| 1859 - Gorreto (Gorretum) |
|
|
|
| Val Trebbia di ieri - Val Trebbia di ieri | |||
| Scritto da Daniele Bertacchi | |||
| Mercoledì 13 Gennaio 2010 22:45 | |||
|
È un piccol borgo situato al sud sud-ovest di Ottone e sulla sinistra della Trebbia. Dista chilometri 29,50 da Bobbio e 4,30 dai suo capo-luogo di mandamento. Il suo territorio è mezzo in pianura e mezzo in montagna. Vi sorgono due monti, uno detto Alpe e l'altro Monfalco; questo è il più elevato; ma entrambi sono sterili quasi affatto. Dipendono dal Comune di Gorreto le frazioni: Alpi, Borgo, Bosco, Canneto, Pissino, Varni e Fontanarossa. Evvi una prepositura parrocchiale. intitolata a S. Caterina in Fontanarossa, e la rettoria di San Siro posta nella villa Alpi. La chiesa parrocchiale di Gorreto è molto antica e dipende dalia Diocesi di Tortona. Delle sue vie. comunali una scorge a Ottone, una a Rovegno, ed una terza a Fontanarossa. Le campagne del piano sono in parte bagnate da un torrente chiamato Dorbera, che nasce dai fianchi del monte Ronconovo, passa alla destra dì Bertone e di Gorreto, ed alla sinistra di Barche e Barchi per immergersi nella Trebbia di fronte a Garbarino, nella direzione di maestro a scirocco; la Trebbia sta a non molta distanza di esso borgo, e ne irriga le terre del piano. Il territorio è assai fecondo di cereali e di castagne.
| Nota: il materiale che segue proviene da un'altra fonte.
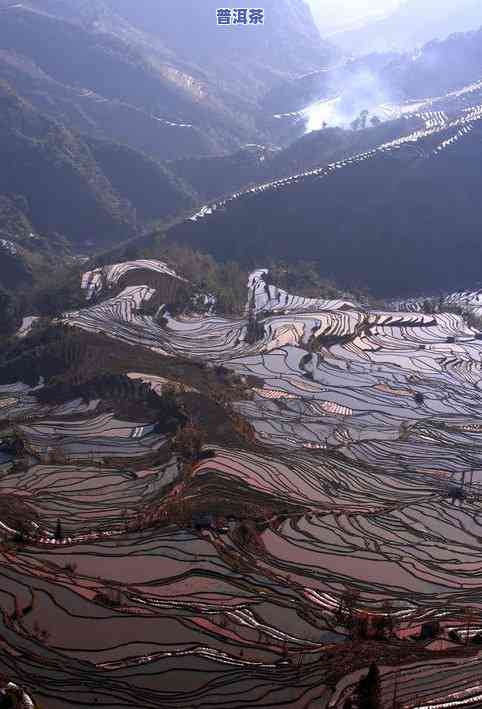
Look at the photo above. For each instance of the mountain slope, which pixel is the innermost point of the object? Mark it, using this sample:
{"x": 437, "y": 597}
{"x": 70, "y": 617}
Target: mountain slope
{"x": 87, "y": 192}
{"x": 403, "y": 218}
{"x": 253, "y": 58}
{"x": 412, "y": 24}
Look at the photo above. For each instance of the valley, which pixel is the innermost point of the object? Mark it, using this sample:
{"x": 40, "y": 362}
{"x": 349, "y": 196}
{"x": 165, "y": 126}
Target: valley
{"x": 339, "y": 455}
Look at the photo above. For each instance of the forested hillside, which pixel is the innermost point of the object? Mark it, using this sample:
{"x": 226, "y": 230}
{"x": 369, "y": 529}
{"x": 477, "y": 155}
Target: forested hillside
{"x": 402, "y": 220}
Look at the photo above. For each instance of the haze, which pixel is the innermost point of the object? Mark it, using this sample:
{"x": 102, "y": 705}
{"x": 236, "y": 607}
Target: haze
{"x": 332, "y": 15}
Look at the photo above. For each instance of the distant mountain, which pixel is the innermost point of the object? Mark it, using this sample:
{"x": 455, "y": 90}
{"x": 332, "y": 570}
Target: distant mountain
{"x": 439, "y": 67}
{"x": 247, "y": 61}
{"x": 88, "y": 192}
{"x": 405, "y": 218}
{"x": 411, "y": 25}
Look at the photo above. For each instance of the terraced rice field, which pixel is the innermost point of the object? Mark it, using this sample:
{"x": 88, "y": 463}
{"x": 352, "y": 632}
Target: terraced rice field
{"x": 358, "y": 442}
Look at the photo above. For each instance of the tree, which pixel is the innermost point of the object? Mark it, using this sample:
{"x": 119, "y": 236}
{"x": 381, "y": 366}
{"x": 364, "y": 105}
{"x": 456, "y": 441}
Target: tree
{"x": 58, "y": 531}
{"x": 346, "y": 612}
{"x": 189, "y": 442}
{"x": 368, "y": 691}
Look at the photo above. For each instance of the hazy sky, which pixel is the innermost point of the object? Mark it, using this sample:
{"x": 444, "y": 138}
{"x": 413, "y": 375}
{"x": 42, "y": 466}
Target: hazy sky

A Gorreto si fa una fiera di considerazione addì 29 agosto, oltre a qualche altra annua di Nulla si osserva di rimarchevole tra gii edifizi di questo borgo tranne un palazzo spettante al Principe Centurioni di Genova, già feudatario del luogo, il quale vi teneva altra volta un castello fortificato. Vogliono alcuni far derivare il nome di questo paese da una quantità di salici, che ingombrano il terreno e che ivi vengono chiamati gorre. Gli abitanti di questo Comune, in numero di 939, sono di robusto temperamento, costumati ed attivi al lavoro dell'agricoltura. Le case sono in numero di 164, e le famiglie 195.